File spoon-archives/aut-op-sy.archive/aut-op-sy_2004/aut-op-sy.0412, message 12


Date: Thu, 02 Dec 2004 07:35:36 +1100
Subject: Re: Precarization was: Re: AUT: Backward workers, was: Negri and
From: Thiago Oppermann <difference_3ngine-AT-yahoo.com.br>


On 2/12/2004 12:36 AM, "Lowe Laclau" <lowe.laclau-AT-gmail.com> wrote:

> Well what I was saying is that capital/states would not find neither
> ability nor necessity for such a transformation in the regulation of
> labor markets without a broad set of macroeconomic factors of which
> Wal Mart is only a minute piece. In this sense... "made possible".

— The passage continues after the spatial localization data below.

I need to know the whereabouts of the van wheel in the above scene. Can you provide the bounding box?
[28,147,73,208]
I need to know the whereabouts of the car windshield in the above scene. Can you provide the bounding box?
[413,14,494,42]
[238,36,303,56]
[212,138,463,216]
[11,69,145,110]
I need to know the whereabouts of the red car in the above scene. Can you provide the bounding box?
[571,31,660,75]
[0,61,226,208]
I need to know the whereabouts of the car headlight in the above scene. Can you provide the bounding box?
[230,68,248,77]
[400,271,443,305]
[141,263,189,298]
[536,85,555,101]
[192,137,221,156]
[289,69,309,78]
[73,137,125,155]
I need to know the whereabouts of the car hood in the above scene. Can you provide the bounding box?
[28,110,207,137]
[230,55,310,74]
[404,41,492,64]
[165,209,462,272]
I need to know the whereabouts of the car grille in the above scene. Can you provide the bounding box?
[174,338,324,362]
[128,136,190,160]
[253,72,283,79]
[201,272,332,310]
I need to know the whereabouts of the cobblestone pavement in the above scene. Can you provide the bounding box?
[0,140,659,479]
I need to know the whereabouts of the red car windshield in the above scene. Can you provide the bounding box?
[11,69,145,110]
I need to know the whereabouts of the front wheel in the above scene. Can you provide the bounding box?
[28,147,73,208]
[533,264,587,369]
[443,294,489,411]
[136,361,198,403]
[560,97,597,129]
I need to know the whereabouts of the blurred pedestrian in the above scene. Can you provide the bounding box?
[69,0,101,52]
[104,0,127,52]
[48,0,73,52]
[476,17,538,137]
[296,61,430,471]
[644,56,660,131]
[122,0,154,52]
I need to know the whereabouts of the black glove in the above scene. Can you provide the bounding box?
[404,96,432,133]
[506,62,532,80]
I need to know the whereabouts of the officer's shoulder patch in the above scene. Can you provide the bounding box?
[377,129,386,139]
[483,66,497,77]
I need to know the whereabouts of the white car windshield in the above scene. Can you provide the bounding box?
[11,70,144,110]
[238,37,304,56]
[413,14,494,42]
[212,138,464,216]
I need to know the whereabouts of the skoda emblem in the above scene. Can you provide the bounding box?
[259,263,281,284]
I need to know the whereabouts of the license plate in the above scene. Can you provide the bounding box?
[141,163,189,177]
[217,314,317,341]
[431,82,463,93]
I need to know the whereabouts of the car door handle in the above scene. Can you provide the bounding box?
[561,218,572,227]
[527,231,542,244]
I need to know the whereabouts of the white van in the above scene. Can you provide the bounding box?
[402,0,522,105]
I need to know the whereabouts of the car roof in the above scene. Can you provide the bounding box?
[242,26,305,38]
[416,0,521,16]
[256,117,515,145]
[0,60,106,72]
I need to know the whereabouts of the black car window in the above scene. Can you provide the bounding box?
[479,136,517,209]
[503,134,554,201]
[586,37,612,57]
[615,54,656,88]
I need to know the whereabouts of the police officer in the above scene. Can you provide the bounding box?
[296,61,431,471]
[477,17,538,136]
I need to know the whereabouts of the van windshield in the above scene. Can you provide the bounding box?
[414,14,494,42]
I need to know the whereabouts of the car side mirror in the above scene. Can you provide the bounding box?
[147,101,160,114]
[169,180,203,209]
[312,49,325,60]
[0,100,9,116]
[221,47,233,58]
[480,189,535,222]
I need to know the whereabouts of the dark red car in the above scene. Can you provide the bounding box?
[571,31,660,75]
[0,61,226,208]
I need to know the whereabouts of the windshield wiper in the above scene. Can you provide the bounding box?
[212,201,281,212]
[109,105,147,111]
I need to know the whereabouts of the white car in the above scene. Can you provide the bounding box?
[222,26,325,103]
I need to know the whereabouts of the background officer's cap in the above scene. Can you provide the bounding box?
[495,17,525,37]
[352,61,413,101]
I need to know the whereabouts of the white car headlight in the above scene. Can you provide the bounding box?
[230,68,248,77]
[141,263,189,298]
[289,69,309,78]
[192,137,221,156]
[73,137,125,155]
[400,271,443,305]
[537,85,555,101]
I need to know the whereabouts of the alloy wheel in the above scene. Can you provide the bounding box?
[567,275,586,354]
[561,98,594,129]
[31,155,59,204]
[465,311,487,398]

As I said, Wal Mart is a metaphor, but given that it happens to be the
largest corporation in the world it is only barely so. What it interesting
about it, as a metaphor and as a concrete reality, is what Doug noted - that
the workers don't need to be goaded into worshing the company and its
president, they don't need to have the values which facilitate their
structuration shoved into their heads. They do it themselves. As such, this
section of the working class represents a cutting edge of capitalism: only
at the broadest measure are they deluded by ideology like other workers have
been deluded by ideology. Look into the fine structure, and something quite
radical has been happening. Wal Mart represents an extremely successful, and
dangerous, class compact, a possible reaction to and facilitation of
precarization that is radically at odds with the image of the casualised
worker as a potential unrooted subversive.

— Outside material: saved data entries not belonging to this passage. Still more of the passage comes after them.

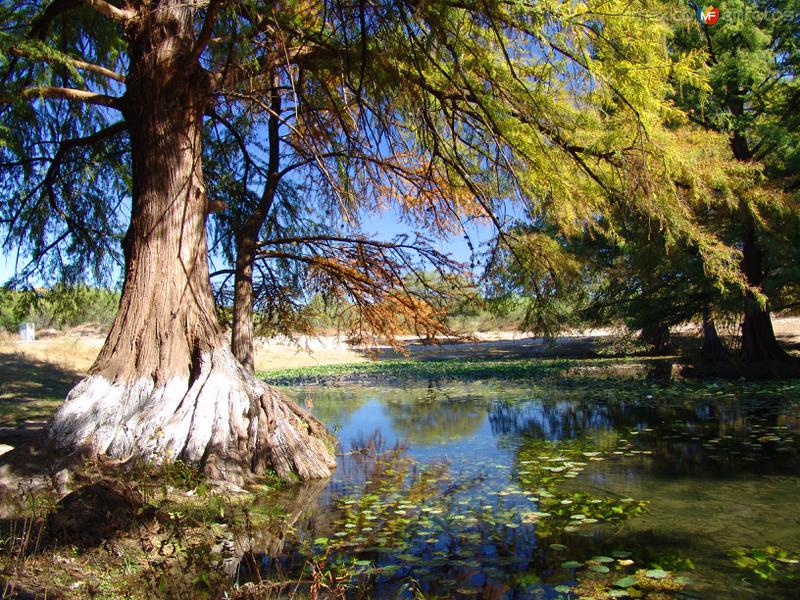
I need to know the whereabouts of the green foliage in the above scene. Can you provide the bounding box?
[0,287,30,331]
[665,0,800,328]
[488,0,800,349]
[0,285,118,331]
[260,357,580,385]
[1,0,754,314]
[444,293,529,332]
[732,546,800,582]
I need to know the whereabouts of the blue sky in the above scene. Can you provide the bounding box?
[1,205,498,288]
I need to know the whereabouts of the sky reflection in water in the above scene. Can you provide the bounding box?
[267,375,800,599]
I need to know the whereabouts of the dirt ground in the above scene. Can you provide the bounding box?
[1,317,798,374]
[0,317,797,458]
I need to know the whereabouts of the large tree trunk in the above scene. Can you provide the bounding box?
[232,234,257,374]
[700,306,728,361]
[740,212,788,362]
[45,2,335,483]
[231,69,281,374]
[728,119,788,362]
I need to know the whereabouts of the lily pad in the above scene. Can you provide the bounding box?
[589,564,610,573]
[592,555,615,563]
[645,569,669,579]
[561,560,583,569]
[613,576,637,588]
[554,585,572,593]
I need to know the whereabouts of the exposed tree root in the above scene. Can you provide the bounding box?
[46,346,336,484]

I can't see any reason, other than prejudice and fashion, to think that
hackers are more representative of the emerging precariat. It's much more
comforting to think they are, but most of us sods will end up in shitty
services. 

> 
> I'd also question whether cultural values had so much to do with
> precarisation in industries. If my main priority is on my pocket, my
> only rationality will be the instrumental rationality of capitalism,
> not what I think about women or gays or whatever. I'm simply looking
> to rationalize the organization of my industry in the manner that
> gives me the most out of a given labor market or set of labor markets.

Your reading of what a 'cultural value' is is just really very naïve; like
Thomas Frank and every other clod who runs around screaming about how lazy
the identity politics and postmodernists are, you have missed the important
point, which is certainly not lost on the GOP, that values are as real as
lumps of steel. 

Your reading, moreover, starts and finishes with the gaze of th ruling class
- and doesn't even do a very good job of conveying it. Proletariats do not
emerge fully formed from the Sam Walton's head.

*sigh* Can we please try to avoid phrases like "...women or gays or
whatever" when talking about all that fluffy stuff that doesn't matter?